It takes a village to raise a child. There will never be an agency that can keep all children safe without the help of many others keeping an eye out. An agency can partner with the community. That is all. It's good to explore history in order to improve the behaviour and work of an agency and of the community. But splitting everyone into good and evil after any disaster will never bring about lasting change or improvement.
Another property issue
Just wondering if our city council has spotted any problems with yet another city property changing hands. Maybe the article was summarized so the details of this sale of the old Dominion Bridge site were not clarified. Why does the city need a broker to sell surplus property? Why would the interested buyer pay $4 million for an unimproved property that requires a $2.9-million remediation that the city and/or the province have no immediate plans to fund? However, to sell the property for $4 million (unimproved) rather than $1.1 million (after improvements) would create extra selling commissions of $116,000 if the commission is four per cent.
At Temple IKEA
Re: The day IKEA landed, (Free Press, Nov. 29).
Faithfully I have attended Costco Cathedral (near our Whyte Ridge home) every week and made my offering to the god of consumerism and consumption. But something seemed to be missing. So I heeded the call of the almighty profits of materialism to go to IKEA Temple on opening day and there I ate and bought and despite all the hype and excitement I was not satisfied. My spiritual hunger remains. The quest continues. The yearning lingers, searchingly.
JOHN WESLEY OLDHAM
The visible expression of western society's most honoured values has historically been reflected in its physical skyline. For centuries, the church steeple kept watch over duty to God and man. The Eiffel Tower and Statue of Liberty were homages to national pride and personal freedom, while smokestacks and skyscrapers provided both image and means for commercial growth.
Today, the enormous sign that looms over Winnipeg's southern horizon is an unmistakable symbol of the great store that is a monument to inexpensive, pre-packaged personal gratification (IKEA puts it together for the city (Free Press, Nov. 29).
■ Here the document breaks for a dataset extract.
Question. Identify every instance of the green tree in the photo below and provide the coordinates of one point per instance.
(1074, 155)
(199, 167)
For this city, the IKEA monolith has risen to the height of cultural icon and, as in the past, we gratefully embrace that which we value most.
Got what he deserved
Re: Conflict law is perverse, (Free Press, editorial, Nov. 27).
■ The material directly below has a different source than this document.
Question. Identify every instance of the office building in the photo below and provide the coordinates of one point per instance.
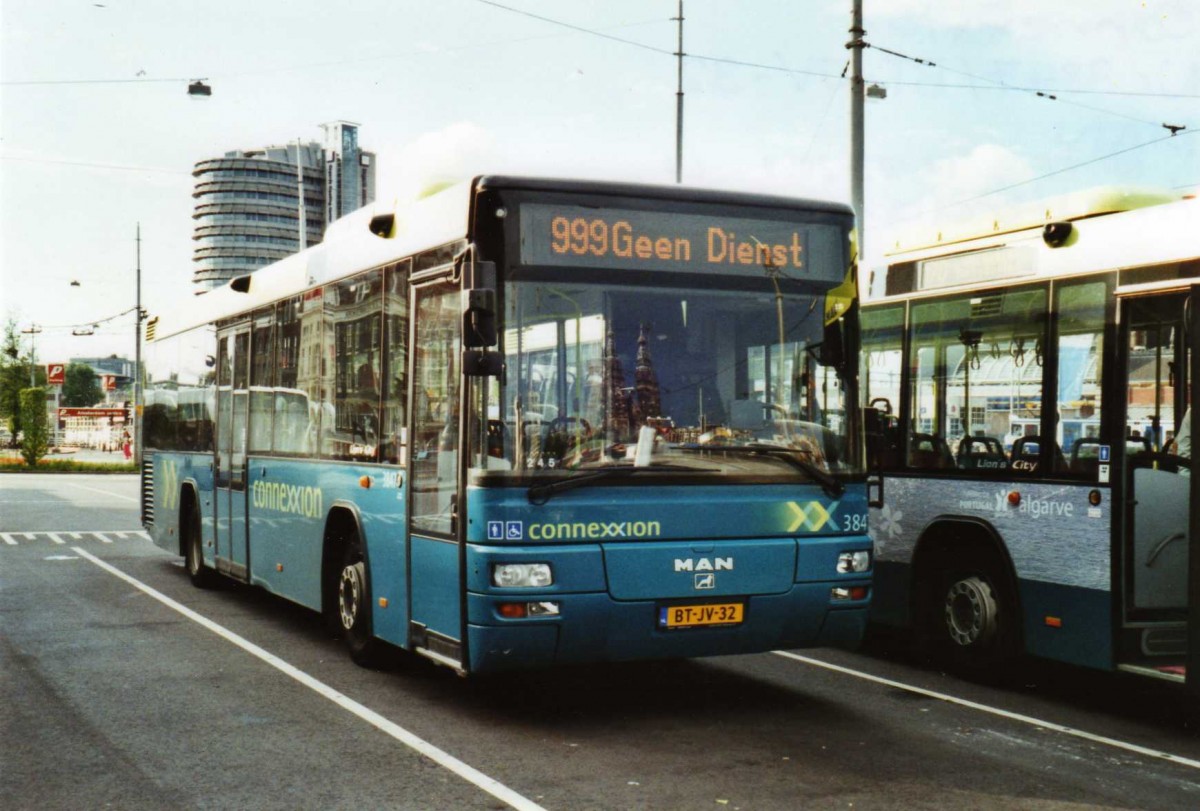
(249, 204)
It is well known in the human resources field that the fastest way to get fired is to get caught stealing anything, no matter how big or small from your employer. Conflict is not too different. People are using their positions to obtain power in a transaction that ordinary people don't have. Elected officials can "steal" the power afforded to them by the electorate and use it for personal advantage. The gist of this editorial is that Rob Ford's punishment does not fit his crime. Elected officials are in a position of trust and should conduct their business affairs in a manner that is beyond question. That is likely why the legislation is written the way it is. Ford's punishment is entirely appropriate.
It is too bad that Ford and Katz just don't get it.
TOM R. PEARSON
Is the premier a leader?
When Gary Doer was premier, he entertained a member of the Kennedy family on the east side of Lake Winnipeg, and the Kennedy member was so impressed with the wilderness that he wanted Manitoba to preserve it.
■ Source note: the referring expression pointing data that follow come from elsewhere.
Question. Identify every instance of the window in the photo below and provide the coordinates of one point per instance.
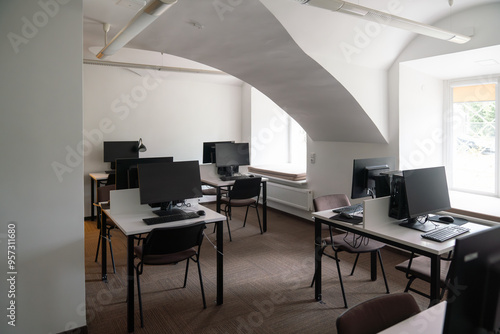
(472, 137)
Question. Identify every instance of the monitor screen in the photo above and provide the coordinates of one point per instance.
(426, 191)
(367, 179)
(209, 151)
(126, 170)
(473, 301)
(232, 154)
(119, 150)
(167, 182)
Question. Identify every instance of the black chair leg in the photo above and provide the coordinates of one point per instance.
(185, 275)
(258, 219)
(246, 214)
(354, 265)
(383, 271)
(98, 245)
(140, 299)
(340, 279)
(201, 284)
(111, 252)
This is a little bit of history, at the expense of Manitobans. Gary went on to better things, but the economy has had an effect on Manitoba Hydro. Greg Selinger was chosen leader of Gary's party and won the next election on issues unrelated to the wilderness area. He is now seeing the light and re-examining the Hydro plans for Conawapa and Keeyask, largely because the lucrative export market has dried up. Manitoba Hydro has reported a loss for the first six months of the current fiscal year. Can Selinger demonstrate he is a leader and save Manitoba Hydro $1 billion by rerouting the Bipole III transmission line to the east side of Lake Winnipeg or delaying it for a period of time until the economy improves? He could also follow the Manitoba Hydro Act, which does not condone the waste of money by Manitoba Hydro.
Think of it: This is the chance for Selinger to demonstrate his leadership of and for Manitobans.